Duo’s MFA product combines multiple factors of authentication to provide robust security that is flexible for you, but rigid against threats.
KBR strongly recommends the “Software Token” Duo Mobile app for all employees. This is a software application that can be installed on a personal mobile device. Additionally, using the Duo Mobile app allows you to set up an offline token in the event you find yourself unable to connect to the network or the internet or network, but still need to access your computer. You do not have to request access to the Duo Mobile app. Additionally, Duo Mobile makes authenticating fast and friendly by using a "Push" functionality.

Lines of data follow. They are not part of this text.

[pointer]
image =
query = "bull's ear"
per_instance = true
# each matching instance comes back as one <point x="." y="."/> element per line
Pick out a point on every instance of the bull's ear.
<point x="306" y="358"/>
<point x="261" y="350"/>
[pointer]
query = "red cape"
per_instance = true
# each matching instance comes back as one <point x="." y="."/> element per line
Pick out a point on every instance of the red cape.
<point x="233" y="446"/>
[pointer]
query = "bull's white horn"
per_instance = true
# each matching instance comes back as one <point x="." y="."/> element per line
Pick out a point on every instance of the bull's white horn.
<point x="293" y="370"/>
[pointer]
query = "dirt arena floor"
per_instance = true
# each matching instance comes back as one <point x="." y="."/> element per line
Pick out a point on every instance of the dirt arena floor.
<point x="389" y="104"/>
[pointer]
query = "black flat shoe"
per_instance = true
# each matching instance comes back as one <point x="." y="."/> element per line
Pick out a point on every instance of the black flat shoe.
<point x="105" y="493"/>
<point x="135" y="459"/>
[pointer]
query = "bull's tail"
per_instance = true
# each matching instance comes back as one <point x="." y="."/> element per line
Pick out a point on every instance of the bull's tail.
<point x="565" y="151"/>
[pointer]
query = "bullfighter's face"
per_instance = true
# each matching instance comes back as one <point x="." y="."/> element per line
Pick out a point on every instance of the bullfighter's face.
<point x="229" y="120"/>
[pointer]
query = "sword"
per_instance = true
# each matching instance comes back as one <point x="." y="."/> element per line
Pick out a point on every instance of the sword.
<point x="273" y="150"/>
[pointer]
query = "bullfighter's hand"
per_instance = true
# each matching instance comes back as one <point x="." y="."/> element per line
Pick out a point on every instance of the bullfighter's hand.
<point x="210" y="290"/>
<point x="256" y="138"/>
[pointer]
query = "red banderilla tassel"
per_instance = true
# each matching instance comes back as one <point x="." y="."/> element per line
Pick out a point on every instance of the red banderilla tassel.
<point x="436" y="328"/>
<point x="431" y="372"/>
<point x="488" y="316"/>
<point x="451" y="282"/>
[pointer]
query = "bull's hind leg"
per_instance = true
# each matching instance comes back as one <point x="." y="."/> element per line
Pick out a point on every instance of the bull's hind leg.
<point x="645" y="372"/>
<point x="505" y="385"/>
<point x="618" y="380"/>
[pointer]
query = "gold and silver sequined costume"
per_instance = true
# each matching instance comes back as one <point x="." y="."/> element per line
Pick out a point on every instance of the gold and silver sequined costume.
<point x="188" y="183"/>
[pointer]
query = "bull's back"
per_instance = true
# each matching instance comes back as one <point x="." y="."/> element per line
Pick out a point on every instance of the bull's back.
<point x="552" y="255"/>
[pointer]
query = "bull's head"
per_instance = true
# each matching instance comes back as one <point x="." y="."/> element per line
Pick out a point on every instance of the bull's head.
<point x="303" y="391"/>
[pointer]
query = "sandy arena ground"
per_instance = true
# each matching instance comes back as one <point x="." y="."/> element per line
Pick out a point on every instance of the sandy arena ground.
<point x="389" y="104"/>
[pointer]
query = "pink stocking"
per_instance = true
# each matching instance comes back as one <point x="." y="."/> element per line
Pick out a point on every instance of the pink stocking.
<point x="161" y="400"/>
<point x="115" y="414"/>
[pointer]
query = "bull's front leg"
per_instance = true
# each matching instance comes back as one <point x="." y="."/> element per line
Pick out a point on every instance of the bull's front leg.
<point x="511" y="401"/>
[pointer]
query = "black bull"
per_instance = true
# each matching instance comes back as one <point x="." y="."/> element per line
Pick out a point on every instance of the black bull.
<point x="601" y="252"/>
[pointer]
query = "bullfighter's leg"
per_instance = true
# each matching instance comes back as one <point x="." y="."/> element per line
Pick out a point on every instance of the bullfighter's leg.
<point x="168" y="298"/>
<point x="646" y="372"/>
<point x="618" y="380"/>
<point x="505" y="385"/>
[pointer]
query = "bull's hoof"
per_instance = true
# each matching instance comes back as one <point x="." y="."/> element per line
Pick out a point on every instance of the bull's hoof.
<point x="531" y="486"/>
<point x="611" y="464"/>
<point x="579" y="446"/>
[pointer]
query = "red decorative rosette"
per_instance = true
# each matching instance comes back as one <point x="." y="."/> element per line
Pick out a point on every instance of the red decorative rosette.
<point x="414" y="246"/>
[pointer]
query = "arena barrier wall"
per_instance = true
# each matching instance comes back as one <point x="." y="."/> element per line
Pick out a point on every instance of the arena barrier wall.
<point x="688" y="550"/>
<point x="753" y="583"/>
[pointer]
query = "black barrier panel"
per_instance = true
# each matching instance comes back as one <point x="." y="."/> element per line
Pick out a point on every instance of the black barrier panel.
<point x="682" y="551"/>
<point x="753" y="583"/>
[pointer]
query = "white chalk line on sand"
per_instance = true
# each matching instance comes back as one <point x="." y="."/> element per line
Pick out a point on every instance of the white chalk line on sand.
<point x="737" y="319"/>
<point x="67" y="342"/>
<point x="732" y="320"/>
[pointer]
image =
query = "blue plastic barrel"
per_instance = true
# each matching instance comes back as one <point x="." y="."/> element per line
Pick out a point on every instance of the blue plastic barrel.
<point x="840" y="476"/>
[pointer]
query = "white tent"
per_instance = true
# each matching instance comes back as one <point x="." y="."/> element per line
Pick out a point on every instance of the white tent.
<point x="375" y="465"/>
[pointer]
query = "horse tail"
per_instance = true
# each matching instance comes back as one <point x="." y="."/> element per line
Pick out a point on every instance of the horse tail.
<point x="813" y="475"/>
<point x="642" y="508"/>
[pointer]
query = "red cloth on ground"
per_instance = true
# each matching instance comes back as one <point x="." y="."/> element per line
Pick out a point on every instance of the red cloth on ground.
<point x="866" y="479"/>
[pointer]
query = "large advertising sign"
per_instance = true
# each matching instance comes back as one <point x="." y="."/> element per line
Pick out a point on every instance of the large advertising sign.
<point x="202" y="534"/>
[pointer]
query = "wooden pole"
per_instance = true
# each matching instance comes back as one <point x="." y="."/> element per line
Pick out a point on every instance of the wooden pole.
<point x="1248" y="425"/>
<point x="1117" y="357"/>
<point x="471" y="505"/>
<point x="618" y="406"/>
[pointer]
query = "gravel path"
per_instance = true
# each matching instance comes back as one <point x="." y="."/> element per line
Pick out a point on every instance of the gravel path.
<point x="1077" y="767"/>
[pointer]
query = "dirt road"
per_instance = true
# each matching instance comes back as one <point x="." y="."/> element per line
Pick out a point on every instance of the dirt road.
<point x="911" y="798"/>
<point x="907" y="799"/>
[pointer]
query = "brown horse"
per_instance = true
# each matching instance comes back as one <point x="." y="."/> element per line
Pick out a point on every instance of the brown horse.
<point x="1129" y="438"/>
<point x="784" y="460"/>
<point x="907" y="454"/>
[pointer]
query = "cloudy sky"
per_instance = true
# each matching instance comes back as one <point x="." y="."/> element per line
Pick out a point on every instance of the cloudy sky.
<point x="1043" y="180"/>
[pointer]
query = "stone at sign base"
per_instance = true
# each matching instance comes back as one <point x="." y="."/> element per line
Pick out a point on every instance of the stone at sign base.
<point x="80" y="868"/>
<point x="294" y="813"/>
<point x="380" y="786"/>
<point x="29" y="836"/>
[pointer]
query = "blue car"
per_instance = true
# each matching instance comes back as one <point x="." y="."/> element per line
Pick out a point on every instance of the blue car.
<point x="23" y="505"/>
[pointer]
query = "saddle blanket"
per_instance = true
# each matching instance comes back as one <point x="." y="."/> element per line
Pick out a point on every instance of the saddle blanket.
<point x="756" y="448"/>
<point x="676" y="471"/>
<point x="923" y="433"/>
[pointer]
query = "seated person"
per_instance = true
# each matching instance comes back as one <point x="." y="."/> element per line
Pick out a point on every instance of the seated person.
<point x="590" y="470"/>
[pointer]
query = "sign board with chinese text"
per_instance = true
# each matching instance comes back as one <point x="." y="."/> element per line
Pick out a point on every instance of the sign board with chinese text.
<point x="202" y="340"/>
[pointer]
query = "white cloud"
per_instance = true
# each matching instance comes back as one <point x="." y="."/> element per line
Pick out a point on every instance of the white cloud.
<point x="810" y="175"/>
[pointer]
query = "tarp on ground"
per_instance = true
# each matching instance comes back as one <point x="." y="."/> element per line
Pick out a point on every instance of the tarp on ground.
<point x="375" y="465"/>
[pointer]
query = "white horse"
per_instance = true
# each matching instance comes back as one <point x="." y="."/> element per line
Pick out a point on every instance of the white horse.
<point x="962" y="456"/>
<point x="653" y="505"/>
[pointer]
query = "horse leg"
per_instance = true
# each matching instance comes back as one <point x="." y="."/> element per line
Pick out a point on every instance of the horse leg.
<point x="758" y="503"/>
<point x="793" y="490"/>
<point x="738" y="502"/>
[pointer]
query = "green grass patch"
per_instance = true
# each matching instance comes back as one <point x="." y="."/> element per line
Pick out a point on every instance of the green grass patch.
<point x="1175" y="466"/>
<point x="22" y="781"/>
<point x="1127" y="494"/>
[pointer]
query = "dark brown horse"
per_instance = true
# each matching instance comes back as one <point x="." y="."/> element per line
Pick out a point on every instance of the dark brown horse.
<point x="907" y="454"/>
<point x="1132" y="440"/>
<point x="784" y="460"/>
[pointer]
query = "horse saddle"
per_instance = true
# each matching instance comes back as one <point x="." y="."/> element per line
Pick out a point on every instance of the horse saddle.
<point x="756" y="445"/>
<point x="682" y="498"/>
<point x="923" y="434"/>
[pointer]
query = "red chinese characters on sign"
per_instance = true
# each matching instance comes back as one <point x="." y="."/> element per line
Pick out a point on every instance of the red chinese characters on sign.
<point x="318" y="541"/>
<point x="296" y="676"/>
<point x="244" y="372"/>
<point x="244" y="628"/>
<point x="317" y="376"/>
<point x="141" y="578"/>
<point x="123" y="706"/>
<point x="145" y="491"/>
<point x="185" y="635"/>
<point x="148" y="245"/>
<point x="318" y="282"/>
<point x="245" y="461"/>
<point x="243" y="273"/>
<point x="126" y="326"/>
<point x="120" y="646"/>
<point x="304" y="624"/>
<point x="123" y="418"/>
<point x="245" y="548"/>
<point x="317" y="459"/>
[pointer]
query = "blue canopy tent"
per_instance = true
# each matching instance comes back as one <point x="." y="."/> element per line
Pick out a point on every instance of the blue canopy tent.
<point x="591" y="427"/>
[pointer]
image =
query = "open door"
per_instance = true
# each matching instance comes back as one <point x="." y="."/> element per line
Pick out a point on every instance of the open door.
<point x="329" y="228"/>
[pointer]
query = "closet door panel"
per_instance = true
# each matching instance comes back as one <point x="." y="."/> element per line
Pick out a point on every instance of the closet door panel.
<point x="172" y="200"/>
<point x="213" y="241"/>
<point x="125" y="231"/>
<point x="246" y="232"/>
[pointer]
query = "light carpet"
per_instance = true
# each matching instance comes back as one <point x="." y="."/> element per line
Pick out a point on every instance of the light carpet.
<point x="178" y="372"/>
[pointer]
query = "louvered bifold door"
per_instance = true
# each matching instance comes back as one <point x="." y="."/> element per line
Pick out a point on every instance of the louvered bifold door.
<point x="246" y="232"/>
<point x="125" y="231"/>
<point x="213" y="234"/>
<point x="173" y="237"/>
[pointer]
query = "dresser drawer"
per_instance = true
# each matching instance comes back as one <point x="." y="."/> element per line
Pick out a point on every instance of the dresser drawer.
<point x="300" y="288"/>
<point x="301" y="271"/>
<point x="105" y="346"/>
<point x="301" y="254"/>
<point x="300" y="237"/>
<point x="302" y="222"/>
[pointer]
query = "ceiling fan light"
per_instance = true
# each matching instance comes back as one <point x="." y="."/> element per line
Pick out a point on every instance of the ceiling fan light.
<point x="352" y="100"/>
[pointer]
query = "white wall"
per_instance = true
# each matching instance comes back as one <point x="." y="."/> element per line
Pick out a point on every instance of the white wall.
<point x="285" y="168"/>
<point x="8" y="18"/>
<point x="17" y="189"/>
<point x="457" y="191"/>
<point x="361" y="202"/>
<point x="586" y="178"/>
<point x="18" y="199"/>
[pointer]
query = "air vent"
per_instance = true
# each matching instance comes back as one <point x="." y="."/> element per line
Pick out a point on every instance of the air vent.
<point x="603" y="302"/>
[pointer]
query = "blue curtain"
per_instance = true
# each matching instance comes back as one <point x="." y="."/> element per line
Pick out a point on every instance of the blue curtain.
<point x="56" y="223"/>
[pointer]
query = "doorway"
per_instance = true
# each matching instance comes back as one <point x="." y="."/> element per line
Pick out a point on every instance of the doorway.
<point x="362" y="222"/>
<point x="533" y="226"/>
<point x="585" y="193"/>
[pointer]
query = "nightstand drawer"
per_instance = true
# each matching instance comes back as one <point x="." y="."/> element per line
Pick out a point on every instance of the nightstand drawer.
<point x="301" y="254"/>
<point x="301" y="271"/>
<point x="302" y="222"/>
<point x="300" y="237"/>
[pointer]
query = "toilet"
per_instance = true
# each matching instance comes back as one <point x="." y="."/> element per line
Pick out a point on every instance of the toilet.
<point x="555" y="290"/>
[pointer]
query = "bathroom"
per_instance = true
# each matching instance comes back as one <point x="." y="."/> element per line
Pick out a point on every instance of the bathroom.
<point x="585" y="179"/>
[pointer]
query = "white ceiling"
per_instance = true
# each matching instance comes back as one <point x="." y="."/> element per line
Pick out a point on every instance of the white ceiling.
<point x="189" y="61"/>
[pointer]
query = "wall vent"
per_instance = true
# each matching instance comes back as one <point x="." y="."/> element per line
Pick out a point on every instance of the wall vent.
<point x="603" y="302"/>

Installing the Duo Mobile app does not give KBR access to your personal mobile device. Duo Mobile is not a KBR application.
If installing the mobile app is not for you, don't worry, we have other options! Check them out below!
Option 1: [Recommended] Duo Mobile App “Software Token" Supports Offline Login
Option 2: Phone Number (SMS Text or Phone Call) Does Not Support Offline Login
Option 3: One-Time Passcode [OTP] “Hardware Token" (Physical Key Fob) Does Not Support Offline Login
Option 4: Fast Identity Online [FIDO] Security Key Supports Offline Login
Here's how Duo Security works with KBR:
1. User initiates login: When a user tries to log in to a KBR computer or an application, they enter their username and password as usual.
2. MFA request: After entering their credentials, the user is prompted to provide an additional authentication factor. This can be done through various methods, such as receiving a push notification on their smartphone, entering a one-time passcode sent via SMS or phone call, or using a hardware token.
3. Verification: Once the user provides the additional authentication factor, Duo Security verifies its validity. This ensures that the user is who they claim to be and adds an extra layer of security to prevent unauthorized access.
Send Push: This method will only work if Duo Mobile was enrolled. This is the fastest and most convenient way to authorize login attempts, however, if you are in a work environment that does not allow for mobile devices, this method may not be best for you.
Call Me: This method will work if you enrolled Duo Mobile or if you only enrolled phone number during the enrollment steps. The call me option only (no Duo Mobile) does not allow for offline login if you are without internet or network connection.
Enter a Passcode: This method will work with both the OTP and FIDO Security keys. These have to ordered separately via a Duo Token DASH Request and are registered by an IT admin prior to handing it over to you. For OTP, enter the rotating 6-digit code that appears on the physical device. For FIDO, it should be entered into your USB port and touched on the touch point. OTP does not allow for offline login if you are without internet or network, but FIDO does.
Remember me for 12 hours: Select this if you want to be asked for authorization less, each time you log into the computer. If you move to another network or reboot your computer, you will be prompted again.
4. Access granted: If the authentication factors are successfully verified, the user is granted access to the KBR system or application. Otherwise, access is denied. By implementing Duo Security, KBR can significantly reduce the risk of unauthorized access to its systems and protect sensitive data from potential threats.